If you haven’t been keeping your relationship strong – fresh and alive – you can, during these times, begin to wonder what you’re in it for. You might even wonder if you can or want to really stick it out.
But it doesn’t need to be that way. Indeed, for lots of stepparents, it isn’t. Being a stepparent can be very rewarding and enjoyable. If the stepfamily functions well you get time with your partner when they’re with their other parent. You get to enjoy your part in the kid’s adventures. You get to see these young people grow and develop and become adaptable, flexible, confident and compassionate men and women.
One of the most important ways to prevent yourself from getting to the stage where you’re wondering if you can stick it out is to nurture your relationship, keeping it strong and alive.
So here are my top 5 tips for making sure you’ve got plenty of emotional energy in your relationship to breeze through the tough times.

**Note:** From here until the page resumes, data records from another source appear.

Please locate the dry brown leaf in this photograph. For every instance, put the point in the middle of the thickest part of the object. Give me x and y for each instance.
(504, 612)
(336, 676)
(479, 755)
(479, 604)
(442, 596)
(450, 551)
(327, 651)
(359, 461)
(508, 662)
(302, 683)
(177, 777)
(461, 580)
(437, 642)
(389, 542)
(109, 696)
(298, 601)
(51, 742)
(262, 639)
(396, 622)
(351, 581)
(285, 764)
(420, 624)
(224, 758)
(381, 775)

- Have a vision. Talk with your partner about your joint vision and dreams for the future. Know where you both want to go and how you’d like life to be.
- Make plans for the future, whether it be for the next 3 months or 3 years. Have something to look forward to together. A common goal.
- Give each other compliments spontaneously, especially in front of the children. This shows them how important you are to each other.
- Book in special time alone together. Make a date to go out or just have a romantic night in. Treat this as a special event and get excited about it.
- Remind each other regularly about what it is you love about each other. What you appreciate and are grateful for.
Here’s a bonus tip!
- Talk through your worries and concerns. Don’t let things fester. Have lots of open conversations and communicate your needs and listen to his.